El heredero de Mango pagó su libertad con un millón de euros... y una montaña de dudas. Mientras los Mossos d’Esquadra desmontaban la versión del 'resbalón trágico' como quien tira los restos de una cena, Jonathan Andic —el hijo del fundador de Mango— se convertía este martes en el protagonista involuntario de una de esas historias que parecen sacadas de un thriller de bolsillo, pero con pasaporte y fianza de lujo.
La jueza del Juzgado 5 de Martorell, con la frialdad de quien firma un vale de descuento, le colgó el cartel de presunto homicida y le dejó en libertad... por un millón de euros. Sí, como lo oyes: la vida de un heredero vale menos que un yate de segunda mano, pero más que la de cualquier mortal común. Año y medio de teatro en la montaña.
Todo empezó el 14 de diciembre de 2024, cuando Isak Andic —el patriarca de la marca de moda— se 'resbaló' en una ruta de las Cuevas del Salnitre (Montserrat), a 150 metros de altura. Su hijo, único testigo, declaró que su padre se paró a hacer fotos y que, de repente, ¡zas!, un cuerpo rodando entre matorrales.

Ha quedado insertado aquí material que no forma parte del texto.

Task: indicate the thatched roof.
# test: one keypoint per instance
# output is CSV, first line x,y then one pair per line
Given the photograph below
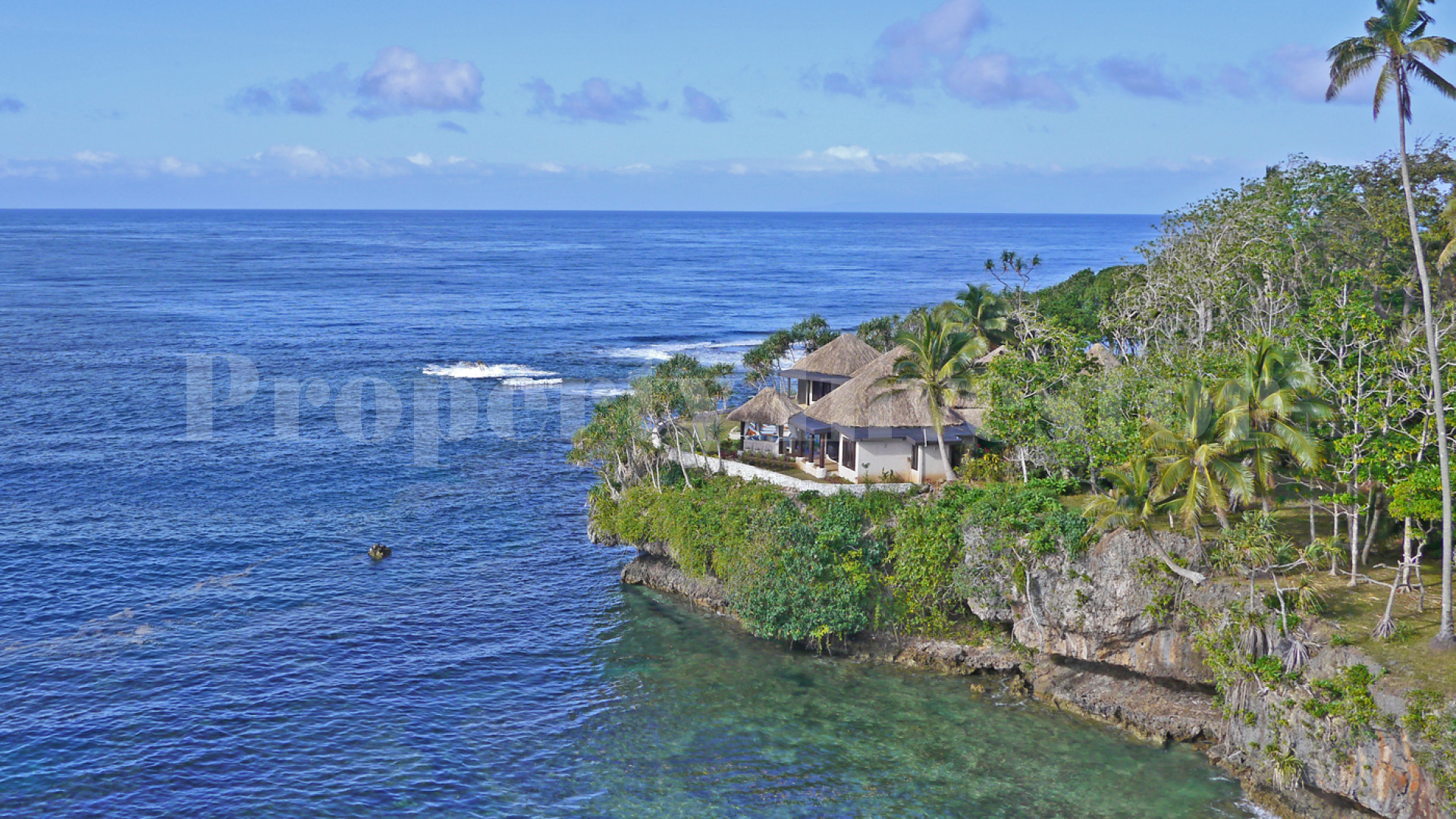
x,y
1101,354
992,356
865,401
769,407
840,357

Los Mossos, al principio, archivaron el caso en enero de 2025 como muerte accidental. Error garrafal. Dos meses después, reabrieron la investigación porque, como diría cualquier vecino cotilla, algo olía a podrido en Dinamarca. Y no era el aire de la montaña. Las contradicciones de un relato que se desmoronaba como un churro.
Jonathan Andic dijo que había visitado la zona dos semanas antes del 'accidente'. Mentira. Los Mossos demostraron que lo hizo tres veces (7, 8 y 10 de diciembre), como quien explora el terreno antes de montar un reality show macabro. Pero lo mejor llegó con los simulacros de la pisada: los policías hicieron diez pruebas y concluyeron que la marca en el suelo —la que supuestamente dejó Isak al 'resbalar'— requería al menos cuatro frotamientos deliberados (como si alguien hubiera pintado el escenario).
¿Un resbalón fortuito? Más bien un stage de crimen perfecto... hasta que se equivocaron en los detalles. El móvil económico y el odio escrito. Los informes forenses no dejaban lugar a dudas: Isak Andic no tenía heridas en las manos, como si no hubiera intentado agarrarse a nada.
Y el informe policial lo resumía con elegancia: la caída fue como lanzarse por un tobogán, con los pies por delante. ¿Un resbalón? Suena más a push que a tropiezo. Además, los Mossos encontraron joyas como que Jonathan llamó primero al teléfono de su padre y a su madrastra (la exgolfista Estefania Knuth) antes que al 112, o que pidió un móvil nuevo meses después y borró mensajes a destajo.
Patrón de pánico? Más bien de pistoleo emocional. La familia Andic apela a la inocencia... mientras paga la fianza. Portavoces de la familia juran que Jonathan es víctima de una conspiración judicial, pero un millón de euros hablan más que cualquier comunicado. La jueza, sin embargo, no se dejó engañar: prisión provisional (eludible con pasta), pasaporte retenido y comparecencias semanales.
Porque, al final, cuando el dinero no alcanza para comprar silencio, siempre queda la cárcel... aunque sea de lujo. ¿Fue premeditado? Los indicios apuntan a que alguien —o alguien con mucho tiempo— ensayó el escenario, borró pruebas y manipuló versiones. Lo único que falta es que saquen a relucir los mensajes de odio que Jonathan supuestamente le escribió a su padre.
¿Herencia vs. venganza? La justicia española, esta vez, no se dejó llevar por el glamour de la familia Andic. Y es que, cuando se trata de dinero, herencia y un 'accidente' en la montaña, hasta los resbalones tienen dueño.
Crítica:
El artículo cumple con rigor en datos duros, pero pecó de tímido con el contexto económico: ¿cuánto valía realmente la herencia de Isak Andic? ¿Por qué Jonathan Andic necesitaba urgentemente ese dinero? Un detalle más y el thriller familiar se convertiría en documental de denuncia. Además, el título original era aburrido; este lo dinamitó con ironía y jerga callejera. Bien jugado.